Tribe
In life if you’re lucky, your family is your main support structure or tribe. We are lucky. We can always count on our family. The outside or secondary tribe does seem to change though once you’re on the autism journey. Our journey with autism has changed up that tribe some. Some friends stick with you, some fall off, and others take a while to understand our unique situations. Our plans change quick and fast; and if you come over to our house you have to be ready for some chaos.
When Payton was first diagnosed, I felt our family had mixed emotions about the diagnosis. I no doubt took some of that too personal. An easy example would be Jimmy. He didn’t feel like the test ran on Payton necessarily meant she was autistic. He thought she was just developing slower than her peers. At that time when my family wasn’t on the same page, I had a deep feeling of being alone. There was one friend though who has been by my side since day one. I’ll never forget how supportive she was. She helped me through paperwork when Jimmy wasn’t ready to accept. She listened to all my challenges and kept me positive when I could have easily slipped into a deep depression.
Our family is now stronger than ever though. From the diagnosis to today is like walking out of a dark tunnel into the light. Everyone seems up to the task of riding the chaos wave. Payton has no idea just how big her support structure actually is. We will be forever grateful; and she’ll come to appreciate it as she grows. We’ve also met some parents along the way who have joined our tribe. Some of those parents have special needs children and some don’t. The ones that don’t really deserve a huge level of respect for being able to see beyond their own situation.

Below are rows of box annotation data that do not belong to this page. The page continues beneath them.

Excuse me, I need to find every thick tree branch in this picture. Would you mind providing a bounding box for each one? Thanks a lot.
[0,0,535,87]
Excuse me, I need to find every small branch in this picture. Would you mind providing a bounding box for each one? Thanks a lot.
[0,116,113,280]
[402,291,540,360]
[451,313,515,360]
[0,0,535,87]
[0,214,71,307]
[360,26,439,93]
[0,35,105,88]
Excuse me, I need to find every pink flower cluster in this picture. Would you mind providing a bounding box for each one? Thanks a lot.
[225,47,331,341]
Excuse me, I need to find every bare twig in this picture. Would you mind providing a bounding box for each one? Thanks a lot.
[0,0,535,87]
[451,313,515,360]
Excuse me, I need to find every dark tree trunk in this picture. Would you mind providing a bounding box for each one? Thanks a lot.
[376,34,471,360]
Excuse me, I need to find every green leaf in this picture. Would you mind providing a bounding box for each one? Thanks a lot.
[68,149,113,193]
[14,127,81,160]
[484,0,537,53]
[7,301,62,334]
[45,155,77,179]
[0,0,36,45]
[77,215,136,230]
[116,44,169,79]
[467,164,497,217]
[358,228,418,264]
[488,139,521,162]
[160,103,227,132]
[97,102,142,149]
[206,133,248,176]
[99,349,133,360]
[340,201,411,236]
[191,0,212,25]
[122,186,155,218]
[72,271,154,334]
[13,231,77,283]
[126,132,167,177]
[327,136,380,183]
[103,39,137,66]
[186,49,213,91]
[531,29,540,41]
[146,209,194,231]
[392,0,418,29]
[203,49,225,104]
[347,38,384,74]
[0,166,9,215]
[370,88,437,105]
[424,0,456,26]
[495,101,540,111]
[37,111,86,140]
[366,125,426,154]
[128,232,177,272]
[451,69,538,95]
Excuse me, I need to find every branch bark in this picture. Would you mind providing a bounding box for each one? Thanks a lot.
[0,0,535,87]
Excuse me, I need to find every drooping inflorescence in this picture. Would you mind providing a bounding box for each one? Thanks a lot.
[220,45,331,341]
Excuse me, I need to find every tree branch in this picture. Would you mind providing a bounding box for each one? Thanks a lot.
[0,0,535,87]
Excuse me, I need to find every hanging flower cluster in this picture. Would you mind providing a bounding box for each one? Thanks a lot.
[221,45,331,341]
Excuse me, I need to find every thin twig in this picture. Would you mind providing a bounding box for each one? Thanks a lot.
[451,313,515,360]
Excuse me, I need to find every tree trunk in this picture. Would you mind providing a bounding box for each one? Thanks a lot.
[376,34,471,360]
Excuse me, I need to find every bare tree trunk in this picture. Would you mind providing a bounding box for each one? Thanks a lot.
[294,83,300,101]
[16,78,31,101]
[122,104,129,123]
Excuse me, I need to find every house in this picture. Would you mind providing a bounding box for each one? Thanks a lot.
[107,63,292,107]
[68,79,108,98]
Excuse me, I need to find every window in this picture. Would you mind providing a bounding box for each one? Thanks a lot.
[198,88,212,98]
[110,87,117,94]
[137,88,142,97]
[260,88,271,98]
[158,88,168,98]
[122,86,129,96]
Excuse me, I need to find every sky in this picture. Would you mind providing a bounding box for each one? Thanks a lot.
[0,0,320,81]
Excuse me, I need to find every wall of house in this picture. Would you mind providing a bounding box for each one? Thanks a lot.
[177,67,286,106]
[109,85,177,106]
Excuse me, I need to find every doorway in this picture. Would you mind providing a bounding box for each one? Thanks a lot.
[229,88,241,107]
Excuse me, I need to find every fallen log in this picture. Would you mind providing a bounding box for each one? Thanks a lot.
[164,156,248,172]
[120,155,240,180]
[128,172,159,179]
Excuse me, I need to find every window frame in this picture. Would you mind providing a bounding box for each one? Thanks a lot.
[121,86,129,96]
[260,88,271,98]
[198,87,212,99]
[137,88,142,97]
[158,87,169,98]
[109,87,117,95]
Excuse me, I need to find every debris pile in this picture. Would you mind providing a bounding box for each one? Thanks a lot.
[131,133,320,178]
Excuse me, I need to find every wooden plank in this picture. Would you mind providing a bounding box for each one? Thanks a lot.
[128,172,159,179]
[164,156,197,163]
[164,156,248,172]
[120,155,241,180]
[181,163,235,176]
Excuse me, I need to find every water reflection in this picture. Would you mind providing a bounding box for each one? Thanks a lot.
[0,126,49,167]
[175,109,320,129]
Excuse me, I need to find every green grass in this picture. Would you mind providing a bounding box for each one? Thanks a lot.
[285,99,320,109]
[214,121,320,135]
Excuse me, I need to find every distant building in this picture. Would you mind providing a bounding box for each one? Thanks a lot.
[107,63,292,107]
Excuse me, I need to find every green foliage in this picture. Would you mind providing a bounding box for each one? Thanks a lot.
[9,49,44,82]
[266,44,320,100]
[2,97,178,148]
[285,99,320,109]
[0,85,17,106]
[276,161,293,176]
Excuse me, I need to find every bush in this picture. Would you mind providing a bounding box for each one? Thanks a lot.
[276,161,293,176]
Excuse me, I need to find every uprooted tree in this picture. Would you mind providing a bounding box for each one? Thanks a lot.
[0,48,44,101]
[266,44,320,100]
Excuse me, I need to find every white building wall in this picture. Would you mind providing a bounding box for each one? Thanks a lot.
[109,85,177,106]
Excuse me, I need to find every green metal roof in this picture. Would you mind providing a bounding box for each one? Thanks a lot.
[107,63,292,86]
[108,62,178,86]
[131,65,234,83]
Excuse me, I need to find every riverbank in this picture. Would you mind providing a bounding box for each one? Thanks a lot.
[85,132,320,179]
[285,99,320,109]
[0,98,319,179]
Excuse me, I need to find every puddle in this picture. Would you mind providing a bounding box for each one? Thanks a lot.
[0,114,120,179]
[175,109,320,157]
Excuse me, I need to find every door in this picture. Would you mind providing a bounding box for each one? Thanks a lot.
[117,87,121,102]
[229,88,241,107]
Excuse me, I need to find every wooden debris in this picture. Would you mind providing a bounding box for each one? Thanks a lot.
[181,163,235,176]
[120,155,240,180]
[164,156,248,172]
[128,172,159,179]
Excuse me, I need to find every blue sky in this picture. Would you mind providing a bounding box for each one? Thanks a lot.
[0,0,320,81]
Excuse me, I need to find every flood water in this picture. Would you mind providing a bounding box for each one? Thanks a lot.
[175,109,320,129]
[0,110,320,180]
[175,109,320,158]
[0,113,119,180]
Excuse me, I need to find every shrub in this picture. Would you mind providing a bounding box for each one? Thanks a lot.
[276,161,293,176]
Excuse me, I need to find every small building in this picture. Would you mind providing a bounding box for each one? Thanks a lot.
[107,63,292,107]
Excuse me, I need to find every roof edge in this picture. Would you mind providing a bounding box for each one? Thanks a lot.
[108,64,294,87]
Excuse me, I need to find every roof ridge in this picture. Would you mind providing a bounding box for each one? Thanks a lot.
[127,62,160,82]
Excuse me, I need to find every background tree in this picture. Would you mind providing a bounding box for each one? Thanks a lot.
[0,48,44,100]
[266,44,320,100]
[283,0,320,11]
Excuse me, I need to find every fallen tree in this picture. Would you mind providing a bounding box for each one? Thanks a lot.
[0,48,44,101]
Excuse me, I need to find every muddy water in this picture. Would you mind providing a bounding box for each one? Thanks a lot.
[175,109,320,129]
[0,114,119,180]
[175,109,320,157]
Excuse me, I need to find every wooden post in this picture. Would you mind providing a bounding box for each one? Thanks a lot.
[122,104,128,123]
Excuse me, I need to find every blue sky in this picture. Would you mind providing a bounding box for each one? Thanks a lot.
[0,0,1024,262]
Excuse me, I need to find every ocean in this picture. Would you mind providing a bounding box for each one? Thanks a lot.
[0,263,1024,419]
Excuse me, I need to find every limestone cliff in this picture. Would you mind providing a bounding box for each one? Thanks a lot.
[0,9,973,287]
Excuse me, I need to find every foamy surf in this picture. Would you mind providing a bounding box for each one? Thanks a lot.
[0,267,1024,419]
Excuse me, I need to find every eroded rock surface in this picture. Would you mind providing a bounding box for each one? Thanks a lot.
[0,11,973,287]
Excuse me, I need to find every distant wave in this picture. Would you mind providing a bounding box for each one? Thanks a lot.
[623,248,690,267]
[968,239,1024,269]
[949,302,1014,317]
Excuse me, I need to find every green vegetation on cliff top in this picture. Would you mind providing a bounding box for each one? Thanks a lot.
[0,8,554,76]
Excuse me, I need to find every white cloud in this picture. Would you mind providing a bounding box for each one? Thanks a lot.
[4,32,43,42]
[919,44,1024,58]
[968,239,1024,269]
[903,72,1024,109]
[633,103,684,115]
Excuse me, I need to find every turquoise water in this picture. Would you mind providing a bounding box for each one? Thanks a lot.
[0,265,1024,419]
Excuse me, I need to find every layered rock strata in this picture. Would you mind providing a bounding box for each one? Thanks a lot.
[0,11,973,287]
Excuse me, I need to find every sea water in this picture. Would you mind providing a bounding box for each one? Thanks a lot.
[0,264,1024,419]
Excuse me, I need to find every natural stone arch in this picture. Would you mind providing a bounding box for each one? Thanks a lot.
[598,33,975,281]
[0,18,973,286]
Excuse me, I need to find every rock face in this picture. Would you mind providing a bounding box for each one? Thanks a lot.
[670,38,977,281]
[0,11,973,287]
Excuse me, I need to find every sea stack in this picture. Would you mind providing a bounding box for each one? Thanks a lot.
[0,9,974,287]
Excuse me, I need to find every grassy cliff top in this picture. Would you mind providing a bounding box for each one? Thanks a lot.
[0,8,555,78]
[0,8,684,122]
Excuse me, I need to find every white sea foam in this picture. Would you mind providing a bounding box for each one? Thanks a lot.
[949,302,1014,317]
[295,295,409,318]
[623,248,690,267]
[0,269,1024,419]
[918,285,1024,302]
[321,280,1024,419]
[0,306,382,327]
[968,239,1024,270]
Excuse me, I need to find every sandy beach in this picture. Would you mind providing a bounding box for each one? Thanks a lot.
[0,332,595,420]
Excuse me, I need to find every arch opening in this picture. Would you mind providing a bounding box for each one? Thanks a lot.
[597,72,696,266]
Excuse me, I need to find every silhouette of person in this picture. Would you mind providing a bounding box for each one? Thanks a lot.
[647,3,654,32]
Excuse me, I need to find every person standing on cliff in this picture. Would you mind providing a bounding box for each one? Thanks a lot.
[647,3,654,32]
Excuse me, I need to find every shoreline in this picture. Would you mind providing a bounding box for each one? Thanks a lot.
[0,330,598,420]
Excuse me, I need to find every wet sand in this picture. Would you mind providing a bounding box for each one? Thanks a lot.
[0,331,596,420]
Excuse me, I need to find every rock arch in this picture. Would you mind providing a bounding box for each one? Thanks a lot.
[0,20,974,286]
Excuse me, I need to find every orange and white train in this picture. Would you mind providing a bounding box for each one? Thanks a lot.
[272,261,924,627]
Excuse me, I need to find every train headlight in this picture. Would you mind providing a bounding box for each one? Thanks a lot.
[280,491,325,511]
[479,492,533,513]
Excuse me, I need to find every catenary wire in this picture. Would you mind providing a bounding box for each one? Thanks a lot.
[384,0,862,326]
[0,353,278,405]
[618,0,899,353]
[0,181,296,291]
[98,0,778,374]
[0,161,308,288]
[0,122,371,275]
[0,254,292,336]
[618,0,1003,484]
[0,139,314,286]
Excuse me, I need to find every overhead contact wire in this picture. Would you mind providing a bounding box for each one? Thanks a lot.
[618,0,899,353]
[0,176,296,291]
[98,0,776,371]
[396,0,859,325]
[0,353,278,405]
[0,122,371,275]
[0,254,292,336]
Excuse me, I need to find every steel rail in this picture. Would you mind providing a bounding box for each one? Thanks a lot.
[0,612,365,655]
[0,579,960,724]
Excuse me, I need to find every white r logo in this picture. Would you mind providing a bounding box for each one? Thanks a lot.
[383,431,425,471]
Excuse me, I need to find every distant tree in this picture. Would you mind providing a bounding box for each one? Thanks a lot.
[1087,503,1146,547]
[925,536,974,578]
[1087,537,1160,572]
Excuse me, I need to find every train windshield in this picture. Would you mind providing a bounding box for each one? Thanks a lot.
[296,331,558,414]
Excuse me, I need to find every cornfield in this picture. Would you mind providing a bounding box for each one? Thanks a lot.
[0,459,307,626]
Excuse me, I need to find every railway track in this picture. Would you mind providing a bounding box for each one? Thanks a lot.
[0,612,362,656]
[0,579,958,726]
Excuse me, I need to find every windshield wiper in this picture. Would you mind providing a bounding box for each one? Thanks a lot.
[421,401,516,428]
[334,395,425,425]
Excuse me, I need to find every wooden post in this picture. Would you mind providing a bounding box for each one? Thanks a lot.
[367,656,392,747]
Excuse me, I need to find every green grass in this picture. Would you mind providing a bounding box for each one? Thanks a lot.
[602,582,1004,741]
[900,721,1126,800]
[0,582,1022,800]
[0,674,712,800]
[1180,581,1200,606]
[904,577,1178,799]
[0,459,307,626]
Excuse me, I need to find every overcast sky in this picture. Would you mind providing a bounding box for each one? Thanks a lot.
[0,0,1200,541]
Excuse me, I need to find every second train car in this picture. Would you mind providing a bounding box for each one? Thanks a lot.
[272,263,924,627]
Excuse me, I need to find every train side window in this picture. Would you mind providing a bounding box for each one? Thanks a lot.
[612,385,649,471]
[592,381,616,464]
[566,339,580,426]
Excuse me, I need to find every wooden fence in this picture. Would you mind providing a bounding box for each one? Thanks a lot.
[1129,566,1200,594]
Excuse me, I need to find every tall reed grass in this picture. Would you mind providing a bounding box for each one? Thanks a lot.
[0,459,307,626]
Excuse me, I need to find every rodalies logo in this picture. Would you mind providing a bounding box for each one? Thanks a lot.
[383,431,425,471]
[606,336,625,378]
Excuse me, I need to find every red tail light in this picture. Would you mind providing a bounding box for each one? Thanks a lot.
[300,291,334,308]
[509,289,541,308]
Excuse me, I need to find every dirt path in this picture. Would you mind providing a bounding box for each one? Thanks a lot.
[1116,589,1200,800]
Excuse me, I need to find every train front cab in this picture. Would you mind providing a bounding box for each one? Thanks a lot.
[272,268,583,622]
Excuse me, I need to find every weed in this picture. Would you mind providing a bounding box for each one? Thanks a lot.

Currently we’re helping Payton to find her secondary tribe. Like we said above, her tribe is huge. We couldn’t ask for better teachers at school. Both her special needs teachers and her general education teaches have taken on the task of her education with open arms and hearts. Everywhere we take her people are saying hi to her from adults to kids. It’s heart warming. Her friendships also change just as ours do, but the first little friend she made still makes an effort to say hi to her every time they see each other. Even when Payton has her head in the clouds this little girl will move her head around to be almost nose to nose with Payton forcing her to pay attention. It’s exactly what Payton needs. It’s incredibly uplifting to see a little girl do what some adults can’t even figure out. I know not all kids will be as accepting or understanding; but I pray her future will be filled with little ones like the one I just mentioned. Like all parents we want what’s best for our little girls; but the special needs aspect adds a whole new level of fears and trepidations. One thing we know for sure though is that Payton’s heart is true; and she’ll continue to make gains. She makes us so proud to see where she started to where she’s at now. Her future is bright.